Certes, et l’on veut bien encore une fois suivre M. Goya dans cette direction, les rangs tricolores en 1918 sont les plus modernes du monde. Mais ils sont aussi passablement éreintés, ce d’autant plus que les séquelles de la politique de récupération, du recrutement anticipé des classes d’âges, du retour rapide des blessés (p . 30) et de la réduction des durées d’instruction sont encore bien perceptibles pour qui sait les regarder. De la même manière, on a du mal a complètement suivre l’auteur lorsqu’il affirme que « la marine française a été innovante et finalement bien adaptée au nouveau contexte » (p. 73). C’est semble-t-il faire peu de cas de la brigade des fusiliers-marins commandée par l’amiral Ronarc’h et réinvestie à nouveaux frais par J.-C. Fichou dans une étude des registres de l’inscription maritime malheureusement insuffisamment connue4. D’ailleurs, il n’est sans doute pas anodin de constater qu’au final c’est plus en manœuvrant efficacement ses réserves qu’en attaquant frontalement que l’armée française parvient à renverser en 1918 la vapeur (p. 177) : un constat qui semble souligner toutes les limites de son potentiel offensif. M. Goya le concède d’ailleurs du bout de la plume, c’est bien en résistant aux poussées allemandes lors des multiples « batailles défensives » du printemps 1918 que la France parvient à l’emporter (p. 187).

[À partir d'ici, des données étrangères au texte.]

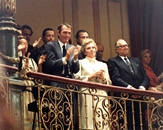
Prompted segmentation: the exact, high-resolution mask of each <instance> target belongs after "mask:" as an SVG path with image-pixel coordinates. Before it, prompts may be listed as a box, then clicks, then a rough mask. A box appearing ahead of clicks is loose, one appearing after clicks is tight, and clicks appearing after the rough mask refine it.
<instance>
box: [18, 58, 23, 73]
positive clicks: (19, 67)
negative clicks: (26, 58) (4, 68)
mask: <svg viewBox="0 0 163 130" xmlns="http://www.w3.org/2000/svg"><path fill="white" fill-rule="evenodd" d="M19 58H20V62H19V66H18V68H19V72H20V71H21V69H22V56H21V57H19Z"/></svg>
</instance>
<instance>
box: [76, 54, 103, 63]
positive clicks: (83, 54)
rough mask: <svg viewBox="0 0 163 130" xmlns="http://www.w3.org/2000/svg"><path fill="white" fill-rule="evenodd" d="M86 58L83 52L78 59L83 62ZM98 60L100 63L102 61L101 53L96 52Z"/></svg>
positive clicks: (79, 56)
mask: <svg viewBox="0 0 163 130" xmlns="http://www.w3.org/2000/svg"><path fill="white" fill-rule="evenodd" d="M84 58H85V54H84V53H83V52H81V53H80V54H79V55H78V59H79V60H82V59H84ZM96 60H98V61H101V57H100V53H99V52H96Z"/></svg>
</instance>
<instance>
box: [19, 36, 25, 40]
mask: <svg viewBox="0 0 163 130" xmlns="http://www.w3.org/2000/svg"><path fill="white" fill-rule="evenodd" d="M20 39H26V38H25V37H24V36H23V35H19V36H18V40H20Z"/></svg>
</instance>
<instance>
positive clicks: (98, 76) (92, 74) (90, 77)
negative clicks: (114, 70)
mask: <svg viewBox="0 0 163 130" xmlns="http://www.w3.org/2000/svg"><path fill="white" fill-rule="evenodd" d="M94 77H95V78H100V79H102V80H105V76H104V70H99V71H96V72H95V73H93V74H92V75H91V76H90V77H89V79H91V78H94Z"/></svg>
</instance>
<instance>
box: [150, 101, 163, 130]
mask: <svg viewBox="0 0 163 130" xmlns="http://www.w3.org/2000/svg"><path fill="white" fill-rule="evenodd" d="M149 124H150V126H151V129H152V130H162V129H163V99H159V100H157V101H155V103H153V107H152V108H151V113H150V120H149Z"/></svg>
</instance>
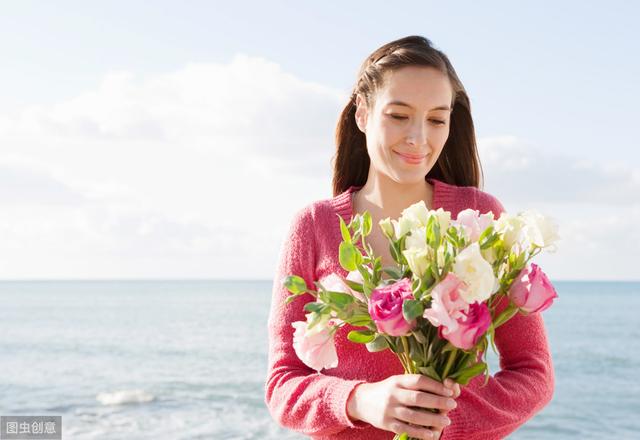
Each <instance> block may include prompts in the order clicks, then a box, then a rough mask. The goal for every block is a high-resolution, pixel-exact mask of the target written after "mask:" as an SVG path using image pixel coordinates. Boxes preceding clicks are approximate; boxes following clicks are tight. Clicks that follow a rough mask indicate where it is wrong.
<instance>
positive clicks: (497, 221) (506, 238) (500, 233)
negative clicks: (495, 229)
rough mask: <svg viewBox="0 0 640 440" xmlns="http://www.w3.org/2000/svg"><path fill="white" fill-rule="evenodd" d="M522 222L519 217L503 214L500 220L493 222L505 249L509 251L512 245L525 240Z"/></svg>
mask: <svg viewBox="0 0 640 440" xmlns="http://www.w3.org/2000/svg"><path fill="white" fill-rule="evenodd" d="M526 226H527V225H526V224H525V222H524V220H523V219H522V218H521V217H519V216H513V215H510V214H507V213H506V212H503V213H502V214H501V215H500V218H499V219H498V220H496V222H495V229H496V231H497V232H498V233H500V234H501V235H502V240H503V241H504V245H505V247H506V248H507V249H511V248H512V247H513V245H514V244H516V243H521V244H523V241H524V240H525V239H526V238H527V236H528V234H527V232H526V231H524V229H525V228H526Z"/></svg>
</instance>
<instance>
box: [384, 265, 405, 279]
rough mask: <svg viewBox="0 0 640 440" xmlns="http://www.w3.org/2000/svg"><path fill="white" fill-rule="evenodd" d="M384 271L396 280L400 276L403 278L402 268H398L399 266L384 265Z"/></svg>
mask: <svg viewBox="0 0 640 440" xmlns="http://www.w3.org/2000/svg"><path fill="white" fill-rule="evenodd" d="M382 271H383V272H385V273H386V274H387V275H389V276H390V277H391V278H393V279H394V280H399V279H400V278H402V272H400V269H398V268H397V267H394V266H387V267H384V268H383V269H382Z"/></svg>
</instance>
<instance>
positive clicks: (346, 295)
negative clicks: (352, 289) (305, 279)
mask: <svg viewBox="0 0 640 440" xmlns="http://www.w3.org/2000/svg"><path fill="white" fill-rule="evenodd" d="M327 296H328V297H329V301H327V303H330V304H332V305H335V306H336V307H338V308H340V309H343V308H345V307H346V306H348V305H349V304H351V303H352V302H353V300H354V298H353V296H351V295H349V294H348V293H344V292H333V291H328V292H327Z"/></svg>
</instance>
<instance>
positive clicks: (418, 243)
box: [404, 226, 427, 250]
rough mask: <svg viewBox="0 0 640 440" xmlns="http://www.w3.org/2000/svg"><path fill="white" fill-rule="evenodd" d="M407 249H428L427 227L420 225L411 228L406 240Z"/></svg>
mask: <svg viewBox="0 0 640 440" xmlns="http://www.w3.org/2000/svg"><path fill="white" fill-rule="evenodd" d="M404 243H405V248H406V249H418V250H422V249H426V248H427V231H426V230H425V228H424V227H423V226H422V227H418V228H415V229H412V230H411V234H409V235H408V236H407V239H406V240H405V242H404Z"/></svg>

Carte postale. Collection particulière.

Réelles, ces réserves n’entendent nullement disqualifier ces Vainqueurs, ouvrage que l’on ne saurait trop conseiller. Elles ont juste pour objet de rappeler qu’en histoire la variation des échelles est chose essentielle5 et que, fondamentalement, le dossier 1918, et plus largement encore celui de l’armée française dans la Grande Guerre, est loin d’être clos. En espérant toutefois que de nouveaux chercheurs daignent s’en emparer.

Erwan LE GALL

GOYA, Michel, Les Vainqueurs. Comment la France a gagné la Grande Guerre, Paris, Tallandier, 2018.

 

 

1 GOYA, Michel, Les Vainqueurs. Comment la France a gagné la Grande Guerre, Paris, Tallandier, 2018. Afin de ne pas surcharger inutilement l’appareil critique, les références à cet ouvrage seront dorénavant indiquées dans le corps de texte, entre parenthèses.

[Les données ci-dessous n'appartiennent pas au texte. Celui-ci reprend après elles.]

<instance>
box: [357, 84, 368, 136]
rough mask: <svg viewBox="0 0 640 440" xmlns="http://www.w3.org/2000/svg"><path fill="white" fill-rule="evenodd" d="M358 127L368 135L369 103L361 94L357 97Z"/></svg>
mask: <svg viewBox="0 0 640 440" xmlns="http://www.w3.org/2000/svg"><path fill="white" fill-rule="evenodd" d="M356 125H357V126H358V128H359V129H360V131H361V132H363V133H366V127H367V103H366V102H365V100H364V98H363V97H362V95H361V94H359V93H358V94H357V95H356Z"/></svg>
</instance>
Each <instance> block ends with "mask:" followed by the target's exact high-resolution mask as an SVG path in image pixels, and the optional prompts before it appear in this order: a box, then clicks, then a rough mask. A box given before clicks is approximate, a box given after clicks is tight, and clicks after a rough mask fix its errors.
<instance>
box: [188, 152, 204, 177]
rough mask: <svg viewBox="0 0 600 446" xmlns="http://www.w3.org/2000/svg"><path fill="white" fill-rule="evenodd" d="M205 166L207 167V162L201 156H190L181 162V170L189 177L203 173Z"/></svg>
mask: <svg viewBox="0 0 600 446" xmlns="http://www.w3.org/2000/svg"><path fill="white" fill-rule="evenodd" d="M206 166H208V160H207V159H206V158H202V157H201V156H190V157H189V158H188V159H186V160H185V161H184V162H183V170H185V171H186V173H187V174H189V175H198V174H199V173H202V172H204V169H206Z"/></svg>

2 PORTE, Rémy, Rompre le front ? Novembre 1914-mars 1918. Comment percer les lignes ennemies et retrouver la liberté de manœuvre, Saint-Cloud, SOTECA, 2016.

3 GOYA, Michel, La Chair et l’acier. L’invention de la guerre moderne, 1914-1918, Paris, Tallandier, 2004.

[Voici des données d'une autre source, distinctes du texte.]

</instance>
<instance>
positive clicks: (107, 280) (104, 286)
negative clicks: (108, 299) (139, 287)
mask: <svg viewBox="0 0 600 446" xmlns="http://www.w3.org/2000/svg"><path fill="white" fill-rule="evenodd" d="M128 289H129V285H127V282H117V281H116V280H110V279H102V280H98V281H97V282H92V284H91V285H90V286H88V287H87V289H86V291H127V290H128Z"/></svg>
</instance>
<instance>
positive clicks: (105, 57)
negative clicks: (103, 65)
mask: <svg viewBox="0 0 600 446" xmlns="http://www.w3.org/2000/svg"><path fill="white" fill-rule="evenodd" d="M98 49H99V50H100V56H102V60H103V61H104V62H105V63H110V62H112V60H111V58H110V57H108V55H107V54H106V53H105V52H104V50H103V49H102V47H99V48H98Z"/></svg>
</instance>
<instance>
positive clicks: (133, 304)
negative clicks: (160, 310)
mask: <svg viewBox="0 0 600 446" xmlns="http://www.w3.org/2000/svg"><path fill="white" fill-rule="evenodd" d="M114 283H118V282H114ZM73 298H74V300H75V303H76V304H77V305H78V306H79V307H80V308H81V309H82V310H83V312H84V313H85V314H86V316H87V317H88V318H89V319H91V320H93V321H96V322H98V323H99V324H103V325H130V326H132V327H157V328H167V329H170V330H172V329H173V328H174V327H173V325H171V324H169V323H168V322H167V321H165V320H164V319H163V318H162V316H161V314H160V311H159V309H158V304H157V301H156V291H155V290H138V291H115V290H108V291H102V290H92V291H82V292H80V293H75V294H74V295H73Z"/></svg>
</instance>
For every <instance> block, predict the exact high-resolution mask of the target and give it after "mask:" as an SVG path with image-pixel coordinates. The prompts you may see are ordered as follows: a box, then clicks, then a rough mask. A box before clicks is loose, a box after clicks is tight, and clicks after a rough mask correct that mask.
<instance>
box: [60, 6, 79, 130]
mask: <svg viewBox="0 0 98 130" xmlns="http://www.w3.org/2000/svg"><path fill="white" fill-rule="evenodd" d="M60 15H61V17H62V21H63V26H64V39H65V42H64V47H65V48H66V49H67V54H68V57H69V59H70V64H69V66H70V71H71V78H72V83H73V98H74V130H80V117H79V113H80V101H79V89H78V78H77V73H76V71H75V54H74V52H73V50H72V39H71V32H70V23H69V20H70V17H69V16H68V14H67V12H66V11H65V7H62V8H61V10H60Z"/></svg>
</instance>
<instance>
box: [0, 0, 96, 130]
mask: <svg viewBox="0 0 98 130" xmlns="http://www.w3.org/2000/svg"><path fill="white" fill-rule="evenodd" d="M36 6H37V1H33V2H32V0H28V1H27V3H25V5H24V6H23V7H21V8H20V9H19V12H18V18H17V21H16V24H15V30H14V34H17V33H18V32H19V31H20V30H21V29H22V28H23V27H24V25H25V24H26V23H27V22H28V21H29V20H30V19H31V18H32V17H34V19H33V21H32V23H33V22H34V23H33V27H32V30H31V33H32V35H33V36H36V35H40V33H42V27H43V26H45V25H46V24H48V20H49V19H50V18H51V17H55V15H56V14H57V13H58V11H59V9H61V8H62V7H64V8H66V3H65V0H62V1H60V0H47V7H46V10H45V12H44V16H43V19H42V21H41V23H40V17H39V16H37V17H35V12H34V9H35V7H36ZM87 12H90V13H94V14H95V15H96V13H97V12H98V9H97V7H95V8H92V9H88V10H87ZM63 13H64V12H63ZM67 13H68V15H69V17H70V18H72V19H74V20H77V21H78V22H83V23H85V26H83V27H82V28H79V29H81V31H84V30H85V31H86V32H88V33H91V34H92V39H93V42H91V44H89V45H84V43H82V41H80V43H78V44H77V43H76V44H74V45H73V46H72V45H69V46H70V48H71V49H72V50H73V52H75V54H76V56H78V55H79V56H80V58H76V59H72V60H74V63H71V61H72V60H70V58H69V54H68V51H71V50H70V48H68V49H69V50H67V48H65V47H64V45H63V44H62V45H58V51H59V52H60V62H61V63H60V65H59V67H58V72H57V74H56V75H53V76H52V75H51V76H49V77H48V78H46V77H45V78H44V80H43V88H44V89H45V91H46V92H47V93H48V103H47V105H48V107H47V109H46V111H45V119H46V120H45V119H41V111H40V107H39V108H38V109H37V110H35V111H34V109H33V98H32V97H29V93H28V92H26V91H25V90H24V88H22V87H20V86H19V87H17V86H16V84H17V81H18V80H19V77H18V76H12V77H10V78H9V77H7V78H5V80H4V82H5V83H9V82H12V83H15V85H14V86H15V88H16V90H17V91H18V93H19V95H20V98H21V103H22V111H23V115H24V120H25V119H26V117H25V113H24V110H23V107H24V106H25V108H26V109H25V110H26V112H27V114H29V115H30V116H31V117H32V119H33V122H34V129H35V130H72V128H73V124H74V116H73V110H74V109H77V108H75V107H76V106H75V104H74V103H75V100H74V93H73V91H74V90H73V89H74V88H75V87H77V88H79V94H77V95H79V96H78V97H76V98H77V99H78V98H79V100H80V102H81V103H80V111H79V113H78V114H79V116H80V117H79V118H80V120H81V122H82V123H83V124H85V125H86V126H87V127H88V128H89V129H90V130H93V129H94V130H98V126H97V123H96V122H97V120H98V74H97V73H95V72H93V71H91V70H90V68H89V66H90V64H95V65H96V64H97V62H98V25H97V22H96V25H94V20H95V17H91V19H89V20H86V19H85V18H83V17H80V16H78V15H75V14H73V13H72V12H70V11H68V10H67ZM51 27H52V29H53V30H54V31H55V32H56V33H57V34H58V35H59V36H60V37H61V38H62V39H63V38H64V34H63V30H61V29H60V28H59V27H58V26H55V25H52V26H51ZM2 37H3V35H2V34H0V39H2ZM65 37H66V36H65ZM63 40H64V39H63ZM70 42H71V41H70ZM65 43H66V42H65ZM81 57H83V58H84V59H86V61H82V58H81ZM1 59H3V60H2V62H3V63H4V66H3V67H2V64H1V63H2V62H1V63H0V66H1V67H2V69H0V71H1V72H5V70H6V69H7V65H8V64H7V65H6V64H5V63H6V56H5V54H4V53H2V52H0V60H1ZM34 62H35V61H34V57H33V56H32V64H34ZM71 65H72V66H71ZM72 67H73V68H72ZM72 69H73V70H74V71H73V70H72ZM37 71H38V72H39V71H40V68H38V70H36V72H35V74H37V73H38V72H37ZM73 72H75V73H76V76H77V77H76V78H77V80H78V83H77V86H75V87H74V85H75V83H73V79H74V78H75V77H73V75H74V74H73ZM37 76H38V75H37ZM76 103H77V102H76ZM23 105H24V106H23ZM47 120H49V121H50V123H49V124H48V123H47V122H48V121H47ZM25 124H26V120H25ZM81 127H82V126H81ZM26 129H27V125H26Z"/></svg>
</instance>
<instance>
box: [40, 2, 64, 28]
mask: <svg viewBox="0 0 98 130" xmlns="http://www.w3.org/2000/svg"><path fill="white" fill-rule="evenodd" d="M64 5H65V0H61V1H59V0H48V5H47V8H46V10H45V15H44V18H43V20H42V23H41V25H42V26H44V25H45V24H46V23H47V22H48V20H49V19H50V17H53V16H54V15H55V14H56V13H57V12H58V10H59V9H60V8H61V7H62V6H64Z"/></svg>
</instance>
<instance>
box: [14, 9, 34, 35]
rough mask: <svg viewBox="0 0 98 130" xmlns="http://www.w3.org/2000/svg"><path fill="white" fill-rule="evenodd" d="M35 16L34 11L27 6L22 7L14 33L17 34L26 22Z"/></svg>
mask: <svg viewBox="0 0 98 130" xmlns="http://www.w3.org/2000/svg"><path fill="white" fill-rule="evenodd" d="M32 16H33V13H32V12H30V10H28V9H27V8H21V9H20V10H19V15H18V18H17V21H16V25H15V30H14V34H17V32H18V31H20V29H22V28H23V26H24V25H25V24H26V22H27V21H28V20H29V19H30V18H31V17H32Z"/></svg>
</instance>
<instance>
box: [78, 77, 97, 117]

4 FICHOU, Jean-Christophe, « Les Pompons rouges à Dixmude : l’envers d’une légende », Guerres mondiales et conflits contemporains, n°240, 2010, p. 6-21.

5 Sur cette question on se permettra de renvoyer à LE GALL, Erwan et PRIGENT, François, « Pour une histoire locale de la France », in LE GALL, Erwan et PRIGENT, François (dir.), C’était 1958 en Bretagne. Pour une histoire locale de la France, Rennes, Editions Goater, 2018, p. 8-17.